Todo un baile en la quietud

La Navidad es saltarina. Nos congregamos el 25 en torno al pesebre, y el 26 asistimos al martirio de Esteban. Cerramos los ojos, los abrimos de nuevo, y la festividad de san Juan nos lleva al día de la resurrección de Cristo, a quien hemos visto nacer hace 48 horas. Cuando nos queramos dar cuenta –es decir, mañana– habremos vuelto a los primeros años de Jesús para contemplar el martirio de los Inocentes. Todo un baile, entre nervioso y juguetón, alrededor de la Historia.
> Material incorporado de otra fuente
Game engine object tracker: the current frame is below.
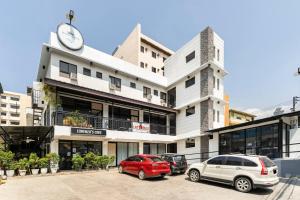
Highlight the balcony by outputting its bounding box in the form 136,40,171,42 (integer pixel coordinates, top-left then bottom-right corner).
53,111,176,135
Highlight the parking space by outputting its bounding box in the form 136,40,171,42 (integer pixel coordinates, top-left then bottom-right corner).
0,170,280,200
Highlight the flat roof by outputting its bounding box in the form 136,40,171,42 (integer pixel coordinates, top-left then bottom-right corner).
206,111,300,133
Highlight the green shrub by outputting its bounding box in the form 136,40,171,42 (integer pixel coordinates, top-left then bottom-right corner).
29,153,40,169
39,157,49,168
84,152,97,169
18,158,30,170
46,153,59,167
72,153,84,170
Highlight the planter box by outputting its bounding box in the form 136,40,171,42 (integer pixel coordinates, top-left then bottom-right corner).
41,168,48,174
6,170,15,177
31,169,40,175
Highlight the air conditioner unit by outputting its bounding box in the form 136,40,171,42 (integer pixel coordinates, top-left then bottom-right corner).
147,94,152,100
70,72,77,81
109,84,116,90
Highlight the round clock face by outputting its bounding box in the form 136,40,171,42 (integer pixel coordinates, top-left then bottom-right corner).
57,24,83,50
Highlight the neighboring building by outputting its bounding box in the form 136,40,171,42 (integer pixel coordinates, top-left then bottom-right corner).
224,95,256,126
0,20,227,169
112,24,174,75
207,111,300,158
0,91,31,126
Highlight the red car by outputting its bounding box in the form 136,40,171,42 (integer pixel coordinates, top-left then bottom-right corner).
119,154,170,180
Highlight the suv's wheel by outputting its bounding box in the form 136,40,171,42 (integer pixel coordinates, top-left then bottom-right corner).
234,177,252,192
189,169,200,182
118,165,123,174
139,170,145,180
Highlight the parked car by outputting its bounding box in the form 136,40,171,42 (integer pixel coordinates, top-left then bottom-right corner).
118,154,170,180
188,155,279,192
161,153,187,175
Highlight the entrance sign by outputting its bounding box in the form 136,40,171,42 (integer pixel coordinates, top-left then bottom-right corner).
132,122,150,133
71,128,106,136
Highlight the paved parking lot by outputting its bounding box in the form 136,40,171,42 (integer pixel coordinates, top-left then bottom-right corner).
0,170,280,200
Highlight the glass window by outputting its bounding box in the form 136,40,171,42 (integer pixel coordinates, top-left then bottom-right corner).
185,77,195,88
207,156,226,165
225,156,243,166
143,86,151,98
185,106,195,116
96,72,102,79
185,51,195,63
130,82,136,88
185,138,196,148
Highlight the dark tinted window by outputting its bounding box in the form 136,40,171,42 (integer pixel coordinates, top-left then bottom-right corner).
185,77,195,88
226,156,243,166
185,51,195,63
207,156,225,165
96,72,102,79
83,68,91,76
243,159,257,167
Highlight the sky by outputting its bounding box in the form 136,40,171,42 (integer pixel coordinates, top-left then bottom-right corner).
0,0,300,110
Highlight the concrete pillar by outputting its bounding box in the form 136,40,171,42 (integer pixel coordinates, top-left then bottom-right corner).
139,142,144,154
102,140,108,155
50,140,59,154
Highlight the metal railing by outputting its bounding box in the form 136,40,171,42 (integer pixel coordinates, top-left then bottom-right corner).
52,111,176,135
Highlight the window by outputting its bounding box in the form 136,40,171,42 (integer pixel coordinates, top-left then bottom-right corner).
225,156,243,166
10,113,20,117
185,51,195,63
10,97,20,101
130,82,136,88
83,68,91,76
185,138,196,148
140,62,145,68
109,76,121,90
96,72,102,79
59,61,77,78
143,86,151,98
152,67,156,73
10,122,20,125
185,106,195,116
160,92,167,103
207,156,226,165
152,51,156,58
185,77,195,88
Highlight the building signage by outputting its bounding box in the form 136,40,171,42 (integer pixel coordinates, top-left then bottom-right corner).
71,128,106,136
132,122,150,133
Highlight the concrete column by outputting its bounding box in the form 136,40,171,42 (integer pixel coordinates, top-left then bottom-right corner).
102,140,108,155
139,142,144,154
50,140,59,154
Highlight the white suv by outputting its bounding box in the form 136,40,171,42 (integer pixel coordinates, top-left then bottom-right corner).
187,154,279,192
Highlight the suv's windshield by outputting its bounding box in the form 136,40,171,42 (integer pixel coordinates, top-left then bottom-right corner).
259,157,275,167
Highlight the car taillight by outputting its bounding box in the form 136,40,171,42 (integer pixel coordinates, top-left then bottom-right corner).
259,159,268,175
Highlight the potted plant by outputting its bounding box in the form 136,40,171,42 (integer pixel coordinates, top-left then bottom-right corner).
39,157,49,174
17,158,29,176
6,160,18,177
29,153,40,175
84,152,96,169
46,153,59,174
72,153,84,171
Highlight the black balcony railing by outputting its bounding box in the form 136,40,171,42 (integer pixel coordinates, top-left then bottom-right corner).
53,111,176,135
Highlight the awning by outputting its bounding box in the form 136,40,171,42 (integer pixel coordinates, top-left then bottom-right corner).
0,126,53,144
44,78,177,113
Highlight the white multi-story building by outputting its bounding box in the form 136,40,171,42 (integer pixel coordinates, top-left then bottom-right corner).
0,91,31,126
33,21,226,169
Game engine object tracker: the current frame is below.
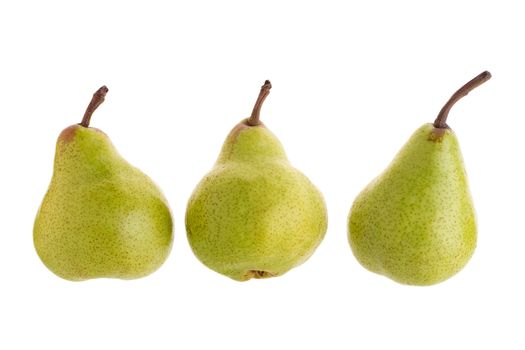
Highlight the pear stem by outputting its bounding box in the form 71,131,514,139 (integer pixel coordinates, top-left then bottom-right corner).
434,71,492,129
246,80,272,126
80,85,109,128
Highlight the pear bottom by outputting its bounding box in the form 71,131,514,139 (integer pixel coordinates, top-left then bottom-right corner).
186,161,327,281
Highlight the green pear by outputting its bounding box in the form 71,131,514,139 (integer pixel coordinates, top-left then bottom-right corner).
33,86,173,281
348,72,491,285
186,81,327,281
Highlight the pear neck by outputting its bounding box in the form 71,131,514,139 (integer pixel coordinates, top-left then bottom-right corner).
217,122,288,163
246,80,272,126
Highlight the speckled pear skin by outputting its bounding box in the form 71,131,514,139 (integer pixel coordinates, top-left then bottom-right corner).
33,125,173,281
186,121,327,281
348,124,476,285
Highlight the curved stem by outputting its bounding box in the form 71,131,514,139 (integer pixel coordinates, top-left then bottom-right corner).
246,80,272,126
434,71,492,129
80,85,109,128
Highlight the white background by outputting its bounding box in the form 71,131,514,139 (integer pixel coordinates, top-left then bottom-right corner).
0,0,525,349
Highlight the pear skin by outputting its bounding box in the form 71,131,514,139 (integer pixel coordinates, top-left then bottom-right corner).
186,81,327,281
33,87,173,281
348,72,490,285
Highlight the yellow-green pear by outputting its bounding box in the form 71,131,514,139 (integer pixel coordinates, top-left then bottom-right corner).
186,81,327,281
348,72,491,285
33,86,173,281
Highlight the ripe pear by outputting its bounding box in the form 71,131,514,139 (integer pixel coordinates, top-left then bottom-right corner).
186,81,327,281
348,72,491,285
33,86,173,281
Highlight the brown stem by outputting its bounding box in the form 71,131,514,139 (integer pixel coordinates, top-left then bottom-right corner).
80,85,109,128
246,80,272,126
434,71,492,129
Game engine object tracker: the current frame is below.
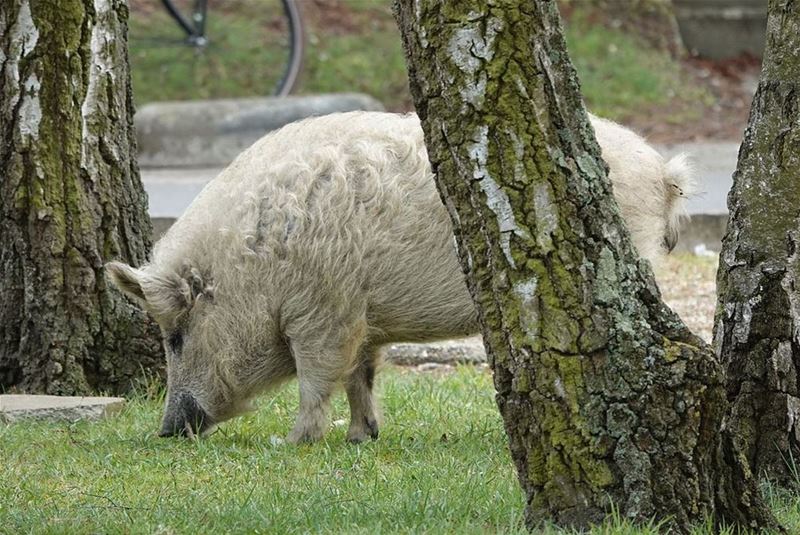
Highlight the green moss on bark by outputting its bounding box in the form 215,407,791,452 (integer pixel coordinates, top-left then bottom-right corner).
0,0,163,394
396,0,773,532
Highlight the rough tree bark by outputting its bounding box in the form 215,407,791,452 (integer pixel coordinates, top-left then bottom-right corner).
396,0,774,532
714,0,800,482
0,0,163,394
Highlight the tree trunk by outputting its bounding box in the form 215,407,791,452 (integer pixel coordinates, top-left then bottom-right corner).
714,0,800,482
0,0,163,394
396,0,774,532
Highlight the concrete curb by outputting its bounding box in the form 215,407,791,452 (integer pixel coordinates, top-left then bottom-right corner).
135,93,384,168
0,394,125,423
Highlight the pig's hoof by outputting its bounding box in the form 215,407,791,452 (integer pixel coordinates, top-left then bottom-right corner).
347,418,378,444
286,427,324,444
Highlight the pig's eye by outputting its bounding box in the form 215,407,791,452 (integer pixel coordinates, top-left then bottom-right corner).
167,331,183,355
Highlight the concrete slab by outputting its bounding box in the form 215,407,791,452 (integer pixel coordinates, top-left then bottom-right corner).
384,336,486,366
0,394,125,423
141,142,739,251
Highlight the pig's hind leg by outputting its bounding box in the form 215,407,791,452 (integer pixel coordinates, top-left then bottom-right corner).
345,346,378,443
287,325,365,444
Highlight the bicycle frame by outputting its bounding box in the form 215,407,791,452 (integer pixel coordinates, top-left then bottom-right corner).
161,0,208,46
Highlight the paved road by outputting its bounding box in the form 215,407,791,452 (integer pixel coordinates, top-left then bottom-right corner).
142,143,739,217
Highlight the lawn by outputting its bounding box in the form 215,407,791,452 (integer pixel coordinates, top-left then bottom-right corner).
130,0,711,122
0,367,800,535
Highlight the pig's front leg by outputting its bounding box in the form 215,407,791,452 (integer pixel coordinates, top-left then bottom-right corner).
287,321,366,444
345,347,378,444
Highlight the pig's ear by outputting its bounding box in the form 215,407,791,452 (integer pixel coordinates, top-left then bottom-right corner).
181,262,214,306
106,262,193,325
106,262,145,301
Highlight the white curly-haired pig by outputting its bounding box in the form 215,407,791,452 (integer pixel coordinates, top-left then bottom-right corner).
107,112,691,442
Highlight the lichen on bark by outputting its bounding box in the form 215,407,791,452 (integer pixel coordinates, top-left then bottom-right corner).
396,0,774,532
714,0,800,483
0,0,163,394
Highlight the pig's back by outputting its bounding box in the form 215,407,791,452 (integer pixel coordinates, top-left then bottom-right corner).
155,112,474,341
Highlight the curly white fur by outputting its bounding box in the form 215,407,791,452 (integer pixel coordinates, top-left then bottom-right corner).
109,112,691,441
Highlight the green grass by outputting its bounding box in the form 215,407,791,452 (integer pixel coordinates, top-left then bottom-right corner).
130,0,711,123
566,15,711,122
0,367,800,535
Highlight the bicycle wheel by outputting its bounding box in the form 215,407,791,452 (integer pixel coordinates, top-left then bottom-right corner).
128,0,304,103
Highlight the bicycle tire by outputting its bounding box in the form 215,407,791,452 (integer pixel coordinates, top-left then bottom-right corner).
129,0,305,102
274,0,305,97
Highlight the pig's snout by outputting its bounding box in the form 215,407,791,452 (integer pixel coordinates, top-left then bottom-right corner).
158,392,212,438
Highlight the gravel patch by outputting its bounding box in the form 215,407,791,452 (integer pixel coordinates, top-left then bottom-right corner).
654,253,719,342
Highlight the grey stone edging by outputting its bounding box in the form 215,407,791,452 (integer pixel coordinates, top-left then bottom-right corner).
135,93,384,168
0,394,125,423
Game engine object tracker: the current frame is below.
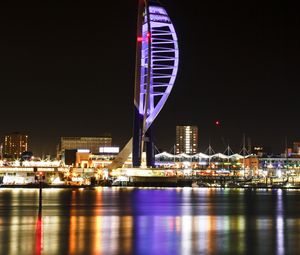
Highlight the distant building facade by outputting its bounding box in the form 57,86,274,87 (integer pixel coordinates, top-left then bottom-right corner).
60,136,112,153
3,132,28,158
175,126,198,154
293,142,300,155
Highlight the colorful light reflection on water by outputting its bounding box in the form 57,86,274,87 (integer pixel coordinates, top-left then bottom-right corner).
0,188,300,255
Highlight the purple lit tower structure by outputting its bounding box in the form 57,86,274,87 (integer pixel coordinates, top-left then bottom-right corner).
132,0,179,167
108,0,179,169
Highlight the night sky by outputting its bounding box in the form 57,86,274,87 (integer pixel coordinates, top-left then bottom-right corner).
0,0,300,155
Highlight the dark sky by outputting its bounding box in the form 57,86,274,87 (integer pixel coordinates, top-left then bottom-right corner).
0,0,300,154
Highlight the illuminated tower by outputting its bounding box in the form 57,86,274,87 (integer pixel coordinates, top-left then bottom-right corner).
109,0,179,169
176,126,198,154
132,0,179,167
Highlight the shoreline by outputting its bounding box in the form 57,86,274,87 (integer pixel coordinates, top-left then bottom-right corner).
0,183,300,190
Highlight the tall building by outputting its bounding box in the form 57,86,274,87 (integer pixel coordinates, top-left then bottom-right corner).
293,142,300,155
176,126,198,154
3,132,28,158
60,136,112,153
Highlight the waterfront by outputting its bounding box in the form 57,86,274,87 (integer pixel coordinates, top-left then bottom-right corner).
0,187,300,254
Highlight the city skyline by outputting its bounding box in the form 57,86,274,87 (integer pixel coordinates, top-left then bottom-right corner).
0,0,300,154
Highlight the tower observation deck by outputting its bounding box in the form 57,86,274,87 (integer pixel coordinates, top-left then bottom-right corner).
110,0,179,169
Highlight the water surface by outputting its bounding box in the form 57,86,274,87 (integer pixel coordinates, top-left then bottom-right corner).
0,188,300,255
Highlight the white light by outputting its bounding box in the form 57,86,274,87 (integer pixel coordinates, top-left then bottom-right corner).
99,147,120,153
Y, sin embargo, aunque estemos bailando (¿cuándo bailaremos, si no bailamos en Navidad?), no nos hemos movido. Los ojos han permanecido fijos en el Niño Dios, porque en Él, cuando lo miramos con fe, se encuentra agrupada la Historia entera. Él es el alfa y la omega, el principio y el fin. Es Señor del tiempo, y también de la eternidad.

Vio, y creyó. Esos ojos de Juan, que son ojos de fe, abren la humanidad santísima de Cristo a la gloria de su divinidad. En el pesebre están Adán y Eva, allí están los santos y los mártires, allí estamos tú y yo…

En Navidad se reza con los ojos. Tú mira. Mira, y verás.